Publication year - 2015
Publication title -
bioessays
Language(s) - English
Resource type - Journals
SCImago Journal Rank - 2.175
H-Index - 184
eISSN - 1521-1878
pISSN - 0265-9247
DOI - 10.1002/bies.201500049
Subject(s) - biology , enhancer , human brain , human genome , gene , wnt signaling pathway , genetics , frizzled , computational biology , neuroscience , human genetics , genome , gene expression
The recent finding that the human version of a neurodevelopmental enhancer of the Wnt receptor Frizzled 8 ( FZD8 ) gene alters neural progenitor cell cycle timing and brain size is a step forward to understanding human brain evolution. The human brain is distinctive in terms of its cognitive abilities as well as its susceptibility to neurological disease.
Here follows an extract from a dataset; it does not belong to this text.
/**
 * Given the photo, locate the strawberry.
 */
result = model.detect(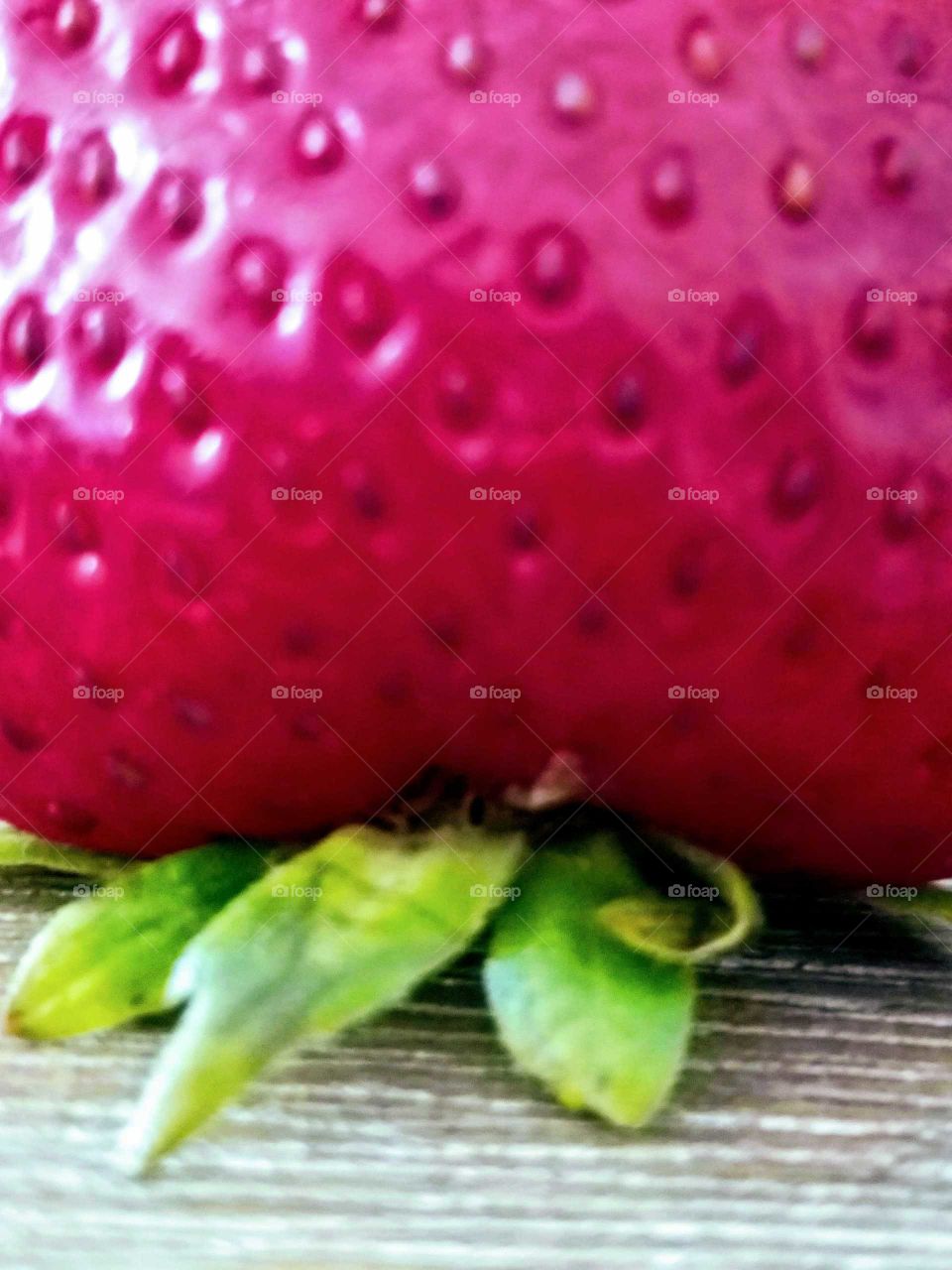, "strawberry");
[0,0,952,879]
Identifying which of the millions of genomic changes that occurred during human evolution led to these and other uniquely human traits is extremely challenging. Recent studies have demonstrated that many of the fastest evolving regions of the human genome function as gene regulatory enhancers during embryonic development and that the human‐specific mutations in them might alter expression patterns. However, elucidating molecular and cellular effects of sequence or expression pattern changes is a major obstacle to discovering the genetic bases of the evolution of our species. There is much work to do before human‐specific genetic and genomic changes are linked to complex human traits. Also watch the Video Abstract .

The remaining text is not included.